In September 1943, after completing her 21st war patrol,
United was ordered home for a refit: Roxburgh, Hatherly and fellow decorated members of crew duly attended a Buckingham Palace investiture on 9 November 1943.

“Tapir” - ‘snap attack’ - Bar to D.S.M.

In the interim having served in the
Sealion in July-September 1944, Hatherly removed to John Roxburgh’s new command, the Tapir. After undergoing trials and a working-up period at Holy Loch, the newly launched Tapir undertook her first war patrol in early April 1945: what followed has been described as one of the finest ‘sub.-on-sub.’ encounters of the war, a model ‘snap attack’ ending in the destruction of the U-486 off Bergen at 0755 hours on the 12th.

A full account of this memorable encounter is to be found in
Submarines versus U-Boats, by Geoff Jones, but for the purposes of closing this chapter in Hatherly’s remarkable wartime career, the following Admiralty summary is quoted:

‘Eleven minutes after the Asdic Operator had reported diesel engines, during which time nothing could be seen through the periscope, the noises altered to those of a submarine’s main motors and it became apparent that a U-Boat was making, submerged, for the entrance of Fejeosen Fjord. Both H.M. submarine
Tapir and the U-Boat were too close to the entrance of the fjord to enable an attack from submerged to be carried out so the Commanding Officer rightly decided to remain at periscope depth in the hope that the U-Boat would surface before getting too far through the entrance. Nineteen minutes after the first report the Asdic Operator reported the U-Boat surfacing and, simultaneously, she was seen to do so. The Director Angle was almost on but some alteration had to be made before the torpedo tubes were brought to the ready, and three minutes after sighting a salvo was fired. One torpedo was seen to hit the target and the U-Boat literally exploded, bits being clearly observed flying through the air. This was a model attack in which the Commanding Officer, recently employed on the training of new Submarine Commanding Officers, put into effect the approved methods of submarine attack procedure which he had been endeavouring to impart to other ... ’
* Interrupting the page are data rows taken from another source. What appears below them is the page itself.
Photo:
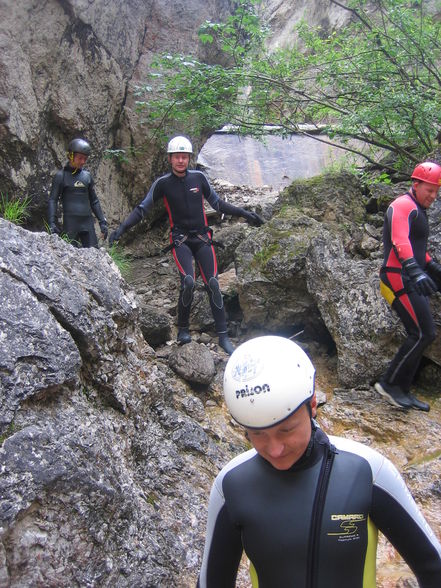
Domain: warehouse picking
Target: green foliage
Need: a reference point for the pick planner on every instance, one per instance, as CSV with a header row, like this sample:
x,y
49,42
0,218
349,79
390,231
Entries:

Hatherly - whose lightening work with the torpedo tubes was largely responsible for the the success of the attack - was awarded a Bar to his D.S.M. He remained in
Tapir until August 1946, including a stint of duty in the Pacific before V.J. Day., prior to departing the submarine service in the following year. he subsequently enrolled in the Royal Fleet Reserve.
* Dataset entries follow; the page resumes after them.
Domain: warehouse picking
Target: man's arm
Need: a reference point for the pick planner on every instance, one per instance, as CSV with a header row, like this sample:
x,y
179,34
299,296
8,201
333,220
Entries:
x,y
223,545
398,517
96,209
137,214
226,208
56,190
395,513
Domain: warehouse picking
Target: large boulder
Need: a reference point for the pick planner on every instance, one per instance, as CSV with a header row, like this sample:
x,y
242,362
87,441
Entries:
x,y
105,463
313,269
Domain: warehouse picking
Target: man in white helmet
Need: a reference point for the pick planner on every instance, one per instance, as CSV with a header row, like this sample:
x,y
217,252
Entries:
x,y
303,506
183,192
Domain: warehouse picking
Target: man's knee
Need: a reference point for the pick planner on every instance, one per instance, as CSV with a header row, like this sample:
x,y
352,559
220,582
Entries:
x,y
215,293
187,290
Sold with two impressive photographs albums, covering the period 1935-45, the earliest images covering the recipient’s appointment in H.M.S.
Valiant and the Foxhound, the latter seeing service off Spain during the Civil War (a total of approximately 400 images); together with some 60 or so loose-leaf photographs, and a large quantity of photographic postcards, many of naval - and submarine - interest.